Saturday, November 28, 2009

STRIVING TO COME TOGETHER IN CHRIST


This announcement came from the Vatican’s web-site this morning (11-28-09):

Following the 21 November meeting in the Vatican between Benedict XVI and Archbishop Rowan Williams of Canterbury, in the course of which they reiterated their desire to strengthen ecumenical relations between Anglicans and Catholics, on 23 November the meeting took place of the committee entrusted with preparing the third phase of the "Anglican Roman Catholic International Commission" (ARCIC). It was decided that this new phase will begin during next year.
The third phase will focus on fundamental questions concerning the Church - local Church and universal Church - understood as communion, and on the way in which the local and universal Church can, in communion, discern just moral teaching.
Over coming months the members of the commission will be appointed, and the date of its first meeting will be announced.
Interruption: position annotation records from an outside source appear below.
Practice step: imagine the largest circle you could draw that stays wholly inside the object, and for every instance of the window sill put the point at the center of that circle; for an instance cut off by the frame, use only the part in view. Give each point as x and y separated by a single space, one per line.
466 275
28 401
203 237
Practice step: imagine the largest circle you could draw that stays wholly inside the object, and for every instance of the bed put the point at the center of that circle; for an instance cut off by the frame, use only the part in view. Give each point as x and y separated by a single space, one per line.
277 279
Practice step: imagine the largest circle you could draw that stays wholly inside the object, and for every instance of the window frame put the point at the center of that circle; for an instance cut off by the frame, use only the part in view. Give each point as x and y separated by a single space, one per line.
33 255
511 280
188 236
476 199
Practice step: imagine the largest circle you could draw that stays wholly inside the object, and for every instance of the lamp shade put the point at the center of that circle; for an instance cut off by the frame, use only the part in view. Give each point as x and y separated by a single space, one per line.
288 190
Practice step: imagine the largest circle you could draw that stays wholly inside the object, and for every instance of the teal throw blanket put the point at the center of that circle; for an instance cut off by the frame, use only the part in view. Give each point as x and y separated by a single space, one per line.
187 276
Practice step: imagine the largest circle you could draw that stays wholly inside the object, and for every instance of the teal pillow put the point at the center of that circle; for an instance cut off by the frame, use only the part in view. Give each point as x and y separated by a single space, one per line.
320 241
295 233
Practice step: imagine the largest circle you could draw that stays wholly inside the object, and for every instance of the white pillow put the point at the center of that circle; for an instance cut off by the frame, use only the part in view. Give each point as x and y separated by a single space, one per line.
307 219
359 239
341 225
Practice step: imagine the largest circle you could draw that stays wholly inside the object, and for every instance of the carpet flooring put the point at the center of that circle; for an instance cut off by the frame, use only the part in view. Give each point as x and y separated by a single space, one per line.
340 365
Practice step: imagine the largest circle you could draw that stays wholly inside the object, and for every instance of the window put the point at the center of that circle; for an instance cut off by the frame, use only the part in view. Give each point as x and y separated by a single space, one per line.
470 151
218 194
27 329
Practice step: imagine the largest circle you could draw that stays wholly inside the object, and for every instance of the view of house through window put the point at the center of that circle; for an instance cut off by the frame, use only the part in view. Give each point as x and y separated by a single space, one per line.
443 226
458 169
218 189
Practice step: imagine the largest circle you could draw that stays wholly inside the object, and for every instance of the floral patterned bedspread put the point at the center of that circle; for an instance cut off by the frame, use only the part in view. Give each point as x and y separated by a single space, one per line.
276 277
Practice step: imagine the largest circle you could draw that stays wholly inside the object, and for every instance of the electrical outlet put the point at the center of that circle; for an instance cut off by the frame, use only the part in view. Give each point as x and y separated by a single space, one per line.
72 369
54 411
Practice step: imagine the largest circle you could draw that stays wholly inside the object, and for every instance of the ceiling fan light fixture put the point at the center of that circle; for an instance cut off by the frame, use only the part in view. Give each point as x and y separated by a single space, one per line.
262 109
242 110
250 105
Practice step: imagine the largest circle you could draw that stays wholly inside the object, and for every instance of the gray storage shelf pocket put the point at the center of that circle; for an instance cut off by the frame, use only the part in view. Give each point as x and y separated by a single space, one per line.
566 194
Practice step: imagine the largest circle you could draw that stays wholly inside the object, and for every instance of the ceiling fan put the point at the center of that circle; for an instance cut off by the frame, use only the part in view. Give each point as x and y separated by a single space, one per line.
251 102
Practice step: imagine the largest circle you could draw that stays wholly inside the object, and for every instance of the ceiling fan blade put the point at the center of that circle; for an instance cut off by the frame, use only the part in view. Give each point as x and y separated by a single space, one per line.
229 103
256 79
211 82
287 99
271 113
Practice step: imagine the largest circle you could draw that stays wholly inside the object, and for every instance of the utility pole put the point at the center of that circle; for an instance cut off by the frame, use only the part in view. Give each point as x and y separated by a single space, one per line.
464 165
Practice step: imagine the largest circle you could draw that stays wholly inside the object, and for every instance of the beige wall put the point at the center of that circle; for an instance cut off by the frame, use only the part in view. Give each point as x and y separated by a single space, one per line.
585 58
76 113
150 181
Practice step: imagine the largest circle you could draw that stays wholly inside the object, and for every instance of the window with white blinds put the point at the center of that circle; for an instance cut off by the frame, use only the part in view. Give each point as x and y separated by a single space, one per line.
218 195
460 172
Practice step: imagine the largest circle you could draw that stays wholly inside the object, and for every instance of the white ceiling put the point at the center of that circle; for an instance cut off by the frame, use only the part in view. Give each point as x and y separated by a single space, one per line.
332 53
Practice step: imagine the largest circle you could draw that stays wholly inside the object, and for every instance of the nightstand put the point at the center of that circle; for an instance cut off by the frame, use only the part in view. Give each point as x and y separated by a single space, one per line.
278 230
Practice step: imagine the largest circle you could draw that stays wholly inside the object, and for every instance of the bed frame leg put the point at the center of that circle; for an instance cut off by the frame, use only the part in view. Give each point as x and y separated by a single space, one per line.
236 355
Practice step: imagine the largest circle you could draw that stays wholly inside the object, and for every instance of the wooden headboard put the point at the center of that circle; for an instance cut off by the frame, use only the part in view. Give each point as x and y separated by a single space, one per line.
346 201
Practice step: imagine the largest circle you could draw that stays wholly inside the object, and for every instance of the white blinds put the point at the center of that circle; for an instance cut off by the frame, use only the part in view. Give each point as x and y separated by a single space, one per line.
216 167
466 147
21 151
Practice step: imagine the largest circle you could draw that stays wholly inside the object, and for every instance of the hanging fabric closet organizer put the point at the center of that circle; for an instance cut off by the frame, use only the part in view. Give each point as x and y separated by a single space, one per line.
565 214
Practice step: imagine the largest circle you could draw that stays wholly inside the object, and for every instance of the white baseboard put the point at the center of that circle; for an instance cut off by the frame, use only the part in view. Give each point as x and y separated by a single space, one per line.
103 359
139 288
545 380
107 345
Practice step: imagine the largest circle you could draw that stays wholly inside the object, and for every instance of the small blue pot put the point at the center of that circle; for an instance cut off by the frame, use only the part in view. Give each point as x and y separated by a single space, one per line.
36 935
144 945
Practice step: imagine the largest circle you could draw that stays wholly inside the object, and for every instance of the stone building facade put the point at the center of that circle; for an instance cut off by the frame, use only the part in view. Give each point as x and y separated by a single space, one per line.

This set of dialogues will be critical for the future of ecumenical relations between the Catholic Church and the Anglicans. By coming to an agreed understanding of the distinctions and relations between the local and the universal Church, we can perhaps better understand both the overture Pope Benedict made to Anglicans with the new Apostolic Constitution Anglicanorum Coetibus. We will, I hope, come to a shared perspective on the ways in which a local Church can be truly a local expression and form while still being fully united in the universal Church.

Beyond this, it is significant that part of the purpose for dialogue in this particular area of theology is to try to agree on the methods by which there can be a unified process to ‘discern just moral teaching’ (and this would indeed mean agreement, at the very least in the basic principles of moral teaching). This is critical since divergences in moral practice have been at the core of the upset felt in the Anglican Communion these last several years.

Why do we dialogue at all? Surely it is because, in the words of St. Augustine, we are all brothers and sisters in Christ, and no matter what else is true, this will never be untrue so long as we all pray “Our Father.” If we seem, sometimes, to be at enmity with each other, this must cease; the best way is to look into each other’s eyes and see, not a demon, but a child for whom Christ suffered, died and rose. We are called to love each other and so bear witness to the truth of Jesus Christ. Again, as St. Augustine put it:

Blessed is the one who loves you, O Lord; and who loves his friends in you, and his enemies for your sake. For this is the person who loses none who are dear to him; to whom all are dear, in the One who can never be lost.

May we all one day soon be dear to one another, and united, in the One who can never be lost.